Scikit-Learn Pipeline Integration

The feature generation process of this package follows a certain workflow; first, the connection to the knowledge graph entities is established (see Linking), then features are generated (see Generators). Optionally, more links can be obtained by using the Link Exploration. For the subsequent filtering of the additional features, the Hierarchical Feature Selection algorithms can be used. In case of URI features referring to the same entity, Schema Matching & Fusion can be applied.

For convenience, this workflow can be applied within a scikit-learn pipeline.

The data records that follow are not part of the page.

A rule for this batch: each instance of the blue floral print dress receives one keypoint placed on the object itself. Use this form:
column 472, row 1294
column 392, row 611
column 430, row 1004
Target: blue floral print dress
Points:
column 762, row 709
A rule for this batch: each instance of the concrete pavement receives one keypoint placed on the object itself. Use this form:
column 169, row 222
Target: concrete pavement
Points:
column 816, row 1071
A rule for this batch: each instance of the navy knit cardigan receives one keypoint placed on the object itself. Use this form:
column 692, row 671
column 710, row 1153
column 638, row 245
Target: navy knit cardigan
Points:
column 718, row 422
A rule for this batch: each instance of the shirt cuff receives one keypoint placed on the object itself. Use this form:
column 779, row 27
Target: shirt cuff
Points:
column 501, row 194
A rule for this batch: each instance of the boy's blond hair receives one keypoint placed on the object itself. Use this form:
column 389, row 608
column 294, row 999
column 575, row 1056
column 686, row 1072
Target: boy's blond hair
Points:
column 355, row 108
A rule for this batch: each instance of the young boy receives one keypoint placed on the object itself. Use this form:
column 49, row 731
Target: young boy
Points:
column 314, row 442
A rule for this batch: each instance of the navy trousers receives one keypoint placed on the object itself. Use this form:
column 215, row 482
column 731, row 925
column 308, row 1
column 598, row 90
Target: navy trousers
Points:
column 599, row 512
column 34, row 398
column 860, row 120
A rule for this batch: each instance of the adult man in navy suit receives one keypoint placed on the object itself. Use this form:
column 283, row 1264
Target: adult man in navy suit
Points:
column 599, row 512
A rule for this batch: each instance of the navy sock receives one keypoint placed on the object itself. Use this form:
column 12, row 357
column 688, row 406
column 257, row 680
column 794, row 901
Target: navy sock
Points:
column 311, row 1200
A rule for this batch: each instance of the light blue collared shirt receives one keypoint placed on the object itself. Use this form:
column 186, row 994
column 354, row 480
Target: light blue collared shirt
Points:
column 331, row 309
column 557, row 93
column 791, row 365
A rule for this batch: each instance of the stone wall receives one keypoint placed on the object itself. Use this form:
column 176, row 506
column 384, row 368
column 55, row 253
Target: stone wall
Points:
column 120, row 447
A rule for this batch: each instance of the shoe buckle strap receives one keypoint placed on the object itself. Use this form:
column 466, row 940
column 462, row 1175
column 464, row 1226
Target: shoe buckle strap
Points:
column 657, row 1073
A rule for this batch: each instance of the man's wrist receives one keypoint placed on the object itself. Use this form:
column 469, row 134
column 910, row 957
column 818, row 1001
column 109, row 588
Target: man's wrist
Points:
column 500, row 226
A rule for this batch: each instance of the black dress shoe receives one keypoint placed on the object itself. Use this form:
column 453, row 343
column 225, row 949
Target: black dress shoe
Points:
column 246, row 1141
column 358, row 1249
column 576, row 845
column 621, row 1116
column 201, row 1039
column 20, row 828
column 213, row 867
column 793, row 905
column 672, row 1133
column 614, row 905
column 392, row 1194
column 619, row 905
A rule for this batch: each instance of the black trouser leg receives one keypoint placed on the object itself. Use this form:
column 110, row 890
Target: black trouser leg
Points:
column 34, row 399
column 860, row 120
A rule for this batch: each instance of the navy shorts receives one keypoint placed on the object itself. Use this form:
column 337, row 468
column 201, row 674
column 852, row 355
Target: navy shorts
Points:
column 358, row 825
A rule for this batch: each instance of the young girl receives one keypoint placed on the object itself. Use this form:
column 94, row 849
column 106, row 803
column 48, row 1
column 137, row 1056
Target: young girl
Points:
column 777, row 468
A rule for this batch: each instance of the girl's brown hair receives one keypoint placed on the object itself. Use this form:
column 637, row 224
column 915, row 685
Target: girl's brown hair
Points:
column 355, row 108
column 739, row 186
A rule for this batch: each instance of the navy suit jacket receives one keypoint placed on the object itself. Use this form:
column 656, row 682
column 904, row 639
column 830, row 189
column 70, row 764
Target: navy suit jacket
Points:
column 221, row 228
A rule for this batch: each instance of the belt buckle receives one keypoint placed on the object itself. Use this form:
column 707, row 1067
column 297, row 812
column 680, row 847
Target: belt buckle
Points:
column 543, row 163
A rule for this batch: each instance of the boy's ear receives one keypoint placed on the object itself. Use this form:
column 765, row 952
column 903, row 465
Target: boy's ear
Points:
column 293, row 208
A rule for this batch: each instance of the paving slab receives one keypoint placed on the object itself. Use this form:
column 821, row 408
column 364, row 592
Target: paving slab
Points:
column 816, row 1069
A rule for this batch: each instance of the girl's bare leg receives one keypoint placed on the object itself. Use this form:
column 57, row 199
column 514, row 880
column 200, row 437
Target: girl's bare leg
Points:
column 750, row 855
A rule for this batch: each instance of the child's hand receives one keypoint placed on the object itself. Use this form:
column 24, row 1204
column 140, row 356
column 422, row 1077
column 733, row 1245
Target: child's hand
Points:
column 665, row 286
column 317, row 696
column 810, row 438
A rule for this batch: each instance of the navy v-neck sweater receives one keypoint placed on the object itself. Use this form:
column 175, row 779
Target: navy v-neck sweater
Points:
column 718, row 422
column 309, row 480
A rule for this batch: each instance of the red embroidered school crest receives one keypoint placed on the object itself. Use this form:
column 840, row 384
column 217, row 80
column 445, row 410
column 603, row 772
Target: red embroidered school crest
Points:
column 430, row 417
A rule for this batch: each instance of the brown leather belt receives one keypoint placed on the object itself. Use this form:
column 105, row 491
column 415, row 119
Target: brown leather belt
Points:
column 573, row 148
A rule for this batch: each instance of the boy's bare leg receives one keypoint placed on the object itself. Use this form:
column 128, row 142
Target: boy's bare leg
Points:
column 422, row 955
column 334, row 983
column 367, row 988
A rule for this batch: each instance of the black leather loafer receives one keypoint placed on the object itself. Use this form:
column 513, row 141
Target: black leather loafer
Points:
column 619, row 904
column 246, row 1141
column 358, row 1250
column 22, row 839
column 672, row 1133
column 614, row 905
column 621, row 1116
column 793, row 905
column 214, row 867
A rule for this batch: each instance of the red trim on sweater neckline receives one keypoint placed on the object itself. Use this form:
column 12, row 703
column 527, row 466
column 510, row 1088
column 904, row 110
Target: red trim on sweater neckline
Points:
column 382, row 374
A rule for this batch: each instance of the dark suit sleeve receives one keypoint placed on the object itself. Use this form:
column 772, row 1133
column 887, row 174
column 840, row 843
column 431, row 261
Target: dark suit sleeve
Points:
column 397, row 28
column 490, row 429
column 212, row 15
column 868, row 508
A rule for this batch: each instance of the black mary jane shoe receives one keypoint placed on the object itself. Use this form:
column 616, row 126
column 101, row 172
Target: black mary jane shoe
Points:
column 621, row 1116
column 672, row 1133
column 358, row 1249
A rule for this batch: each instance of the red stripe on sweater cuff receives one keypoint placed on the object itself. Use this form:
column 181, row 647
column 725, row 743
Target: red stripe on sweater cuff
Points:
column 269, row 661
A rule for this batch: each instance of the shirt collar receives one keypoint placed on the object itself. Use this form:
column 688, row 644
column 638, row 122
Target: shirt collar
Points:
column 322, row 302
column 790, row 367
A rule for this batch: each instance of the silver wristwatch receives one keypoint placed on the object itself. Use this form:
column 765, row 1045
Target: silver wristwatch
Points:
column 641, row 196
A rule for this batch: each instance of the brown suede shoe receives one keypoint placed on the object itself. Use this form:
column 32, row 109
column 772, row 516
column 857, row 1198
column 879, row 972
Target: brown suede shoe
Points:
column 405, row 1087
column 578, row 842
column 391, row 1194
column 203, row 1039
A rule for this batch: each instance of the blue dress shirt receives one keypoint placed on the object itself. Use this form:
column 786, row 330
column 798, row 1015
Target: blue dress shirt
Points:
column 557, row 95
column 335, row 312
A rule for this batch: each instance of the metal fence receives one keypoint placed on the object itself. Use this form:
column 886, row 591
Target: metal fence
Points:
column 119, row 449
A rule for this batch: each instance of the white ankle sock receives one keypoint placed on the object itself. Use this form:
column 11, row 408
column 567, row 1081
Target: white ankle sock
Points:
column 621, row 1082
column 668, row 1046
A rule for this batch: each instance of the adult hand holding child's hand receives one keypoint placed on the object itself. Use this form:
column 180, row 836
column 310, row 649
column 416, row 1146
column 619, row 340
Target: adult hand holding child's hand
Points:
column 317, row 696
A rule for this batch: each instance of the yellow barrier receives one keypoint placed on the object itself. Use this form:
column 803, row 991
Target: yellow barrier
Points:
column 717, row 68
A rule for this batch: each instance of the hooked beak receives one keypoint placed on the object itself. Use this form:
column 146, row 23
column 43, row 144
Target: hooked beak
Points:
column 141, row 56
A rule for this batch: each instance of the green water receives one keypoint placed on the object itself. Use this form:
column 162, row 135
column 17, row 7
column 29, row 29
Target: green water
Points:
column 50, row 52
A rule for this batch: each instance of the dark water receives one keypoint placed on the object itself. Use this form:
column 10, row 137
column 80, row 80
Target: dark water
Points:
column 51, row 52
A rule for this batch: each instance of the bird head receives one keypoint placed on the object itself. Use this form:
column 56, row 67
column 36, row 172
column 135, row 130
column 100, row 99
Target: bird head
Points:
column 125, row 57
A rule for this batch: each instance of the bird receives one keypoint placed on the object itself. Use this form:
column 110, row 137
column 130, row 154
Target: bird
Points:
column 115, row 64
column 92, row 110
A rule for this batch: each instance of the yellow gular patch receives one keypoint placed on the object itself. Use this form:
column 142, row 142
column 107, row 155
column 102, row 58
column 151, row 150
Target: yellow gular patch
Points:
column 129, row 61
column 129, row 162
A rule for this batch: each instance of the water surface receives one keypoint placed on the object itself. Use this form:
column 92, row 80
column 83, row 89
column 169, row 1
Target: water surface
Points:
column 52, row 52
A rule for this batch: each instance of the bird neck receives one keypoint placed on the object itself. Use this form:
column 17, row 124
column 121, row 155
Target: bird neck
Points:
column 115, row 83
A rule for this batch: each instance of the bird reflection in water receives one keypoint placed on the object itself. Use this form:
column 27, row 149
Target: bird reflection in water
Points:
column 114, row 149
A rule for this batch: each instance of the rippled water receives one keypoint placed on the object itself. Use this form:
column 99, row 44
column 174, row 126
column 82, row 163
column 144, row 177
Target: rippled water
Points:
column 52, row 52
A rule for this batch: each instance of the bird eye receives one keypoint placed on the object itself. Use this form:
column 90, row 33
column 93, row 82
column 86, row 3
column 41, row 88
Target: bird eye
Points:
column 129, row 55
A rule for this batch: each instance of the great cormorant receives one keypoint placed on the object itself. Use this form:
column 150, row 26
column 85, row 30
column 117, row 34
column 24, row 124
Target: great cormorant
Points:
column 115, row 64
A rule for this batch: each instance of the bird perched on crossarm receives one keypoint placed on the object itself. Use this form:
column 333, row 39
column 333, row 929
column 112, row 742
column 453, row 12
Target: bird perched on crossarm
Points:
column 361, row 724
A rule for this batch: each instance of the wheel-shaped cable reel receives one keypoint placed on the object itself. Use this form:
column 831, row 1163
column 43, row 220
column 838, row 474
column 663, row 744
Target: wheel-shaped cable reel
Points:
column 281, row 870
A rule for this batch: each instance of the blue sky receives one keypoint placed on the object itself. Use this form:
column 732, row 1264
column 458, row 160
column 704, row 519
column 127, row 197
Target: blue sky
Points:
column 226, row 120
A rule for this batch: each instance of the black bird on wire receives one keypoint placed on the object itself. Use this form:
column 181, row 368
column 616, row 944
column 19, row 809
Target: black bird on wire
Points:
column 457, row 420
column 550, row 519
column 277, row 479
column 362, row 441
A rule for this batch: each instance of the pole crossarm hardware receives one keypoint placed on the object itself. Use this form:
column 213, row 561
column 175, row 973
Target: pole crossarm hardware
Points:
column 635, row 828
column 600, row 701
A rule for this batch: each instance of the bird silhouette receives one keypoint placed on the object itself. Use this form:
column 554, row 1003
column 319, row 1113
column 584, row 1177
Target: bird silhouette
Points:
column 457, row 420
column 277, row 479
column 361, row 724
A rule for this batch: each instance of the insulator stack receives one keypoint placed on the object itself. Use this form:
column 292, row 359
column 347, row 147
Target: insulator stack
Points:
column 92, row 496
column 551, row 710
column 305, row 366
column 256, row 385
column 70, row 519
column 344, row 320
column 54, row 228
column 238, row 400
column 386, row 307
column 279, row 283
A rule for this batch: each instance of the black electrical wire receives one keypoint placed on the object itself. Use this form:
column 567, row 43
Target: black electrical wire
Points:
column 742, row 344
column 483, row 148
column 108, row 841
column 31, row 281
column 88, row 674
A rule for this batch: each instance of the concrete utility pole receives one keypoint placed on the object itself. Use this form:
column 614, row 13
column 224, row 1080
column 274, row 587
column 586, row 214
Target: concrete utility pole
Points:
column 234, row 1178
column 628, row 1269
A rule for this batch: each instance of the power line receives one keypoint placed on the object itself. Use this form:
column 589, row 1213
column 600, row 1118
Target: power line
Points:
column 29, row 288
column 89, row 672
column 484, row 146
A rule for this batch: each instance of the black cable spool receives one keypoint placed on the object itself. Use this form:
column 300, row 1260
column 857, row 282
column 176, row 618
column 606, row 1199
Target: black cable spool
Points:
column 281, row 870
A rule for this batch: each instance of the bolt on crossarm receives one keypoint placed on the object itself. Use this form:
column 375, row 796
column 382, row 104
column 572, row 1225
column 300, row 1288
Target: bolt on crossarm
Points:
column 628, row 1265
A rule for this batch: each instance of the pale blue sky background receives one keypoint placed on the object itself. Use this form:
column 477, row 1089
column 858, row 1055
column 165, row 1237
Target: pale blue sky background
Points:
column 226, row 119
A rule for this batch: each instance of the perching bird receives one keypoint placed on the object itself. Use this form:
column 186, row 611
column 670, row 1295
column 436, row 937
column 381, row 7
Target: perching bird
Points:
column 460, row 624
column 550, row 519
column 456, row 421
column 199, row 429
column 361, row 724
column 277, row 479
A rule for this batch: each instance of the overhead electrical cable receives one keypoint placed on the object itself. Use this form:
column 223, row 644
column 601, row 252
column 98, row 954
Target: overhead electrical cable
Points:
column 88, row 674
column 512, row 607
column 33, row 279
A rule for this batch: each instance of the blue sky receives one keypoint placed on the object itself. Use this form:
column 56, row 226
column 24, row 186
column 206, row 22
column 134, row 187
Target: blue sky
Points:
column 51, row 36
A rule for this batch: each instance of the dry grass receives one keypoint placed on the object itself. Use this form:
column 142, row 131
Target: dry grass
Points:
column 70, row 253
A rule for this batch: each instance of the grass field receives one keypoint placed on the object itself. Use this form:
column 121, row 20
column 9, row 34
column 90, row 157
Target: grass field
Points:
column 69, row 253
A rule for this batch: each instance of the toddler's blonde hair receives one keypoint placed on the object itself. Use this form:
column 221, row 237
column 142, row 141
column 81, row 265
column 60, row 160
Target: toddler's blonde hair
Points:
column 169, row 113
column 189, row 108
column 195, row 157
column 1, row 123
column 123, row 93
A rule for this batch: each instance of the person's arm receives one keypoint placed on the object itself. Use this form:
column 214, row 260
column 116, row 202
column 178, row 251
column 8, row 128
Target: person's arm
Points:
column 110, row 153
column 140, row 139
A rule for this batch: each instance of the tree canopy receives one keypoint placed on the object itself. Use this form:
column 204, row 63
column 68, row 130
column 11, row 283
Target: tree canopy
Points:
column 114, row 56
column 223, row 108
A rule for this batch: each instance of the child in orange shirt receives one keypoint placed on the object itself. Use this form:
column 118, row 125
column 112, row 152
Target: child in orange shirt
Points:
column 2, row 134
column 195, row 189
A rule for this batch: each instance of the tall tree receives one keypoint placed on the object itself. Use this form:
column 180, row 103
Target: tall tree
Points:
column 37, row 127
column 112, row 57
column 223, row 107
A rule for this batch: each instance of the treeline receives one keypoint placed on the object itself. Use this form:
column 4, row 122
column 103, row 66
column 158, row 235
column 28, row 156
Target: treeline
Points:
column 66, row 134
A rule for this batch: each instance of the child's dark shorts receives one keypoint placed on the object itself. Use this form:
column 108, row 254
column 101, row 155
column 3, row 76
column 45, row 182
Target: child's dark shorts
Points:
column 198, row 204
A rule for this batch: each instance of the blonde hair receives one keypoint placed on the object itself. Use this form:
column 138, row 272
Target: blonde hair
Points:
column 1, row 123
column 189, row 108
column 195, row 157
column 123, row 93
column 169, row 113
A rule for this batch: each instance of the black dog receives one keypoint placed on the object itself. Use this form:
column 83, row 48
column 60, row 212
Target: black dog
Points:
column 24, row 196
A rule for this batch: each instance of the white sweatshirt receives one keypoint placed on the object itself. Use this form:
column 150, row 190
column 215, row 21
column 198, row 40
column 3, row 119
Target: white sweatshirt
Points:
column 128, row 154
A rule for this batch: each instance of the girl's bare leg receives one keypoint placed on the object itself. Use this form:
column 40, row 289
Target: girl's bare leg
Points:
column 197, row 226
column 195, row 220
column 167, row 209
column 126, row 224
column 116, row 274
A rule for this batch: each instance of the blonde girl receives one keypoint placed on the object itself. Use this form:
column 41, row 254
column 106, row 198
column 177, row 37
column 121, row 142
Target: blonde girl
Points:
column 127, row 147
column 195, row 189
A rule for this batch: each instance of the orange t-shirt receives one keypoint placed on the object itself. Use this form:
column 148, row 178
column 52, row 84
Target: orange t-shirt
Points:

The following example shows how to set up the pipeline in order to generate and filter features for this example dataframe:

author

book_sales

Stephen King

20

Joanne K. Rowling

25

Dan Brown

18

import pandas as pd
from sklearn.pipeline import Pipeline

from kgextension.linking_sklearn import DbpediaLookupLinker
from kgextension.generator_sklearn import SpecificRelationGenerator, DirectTypeGenerator
from kgextension.feature_selection_sklearn import HierarchyBasedFilter

# input DataFrame
df = pd.DataFrame({
    'author': ['Stephen King', 'Joanne K. Rowling', 'Dan Brown'],
    'book_sales': [20, 25, 18]
})

# set up the parts of the pipeline
Linker = DbpediaLookupLinker(column='author')
Generator1 = SpecificRelationGenerator(columns=['new_link'])
Generator2 = DirectTypeGenerator(columns=['new_link'], hierarchy=True)
Filter = HierarchyBasedFilter(label_column='book_sales')

# combine the functions into the pipeline
pipeline = Pipeline(steps = [('lookup_linker', Linker),
                             ('sr_generator', Generator1),
                             ('dt_generator', Generator2),
                             ('hb_filter', Filter)])

# fit and transform the input data
pipeline.fit_transform(df)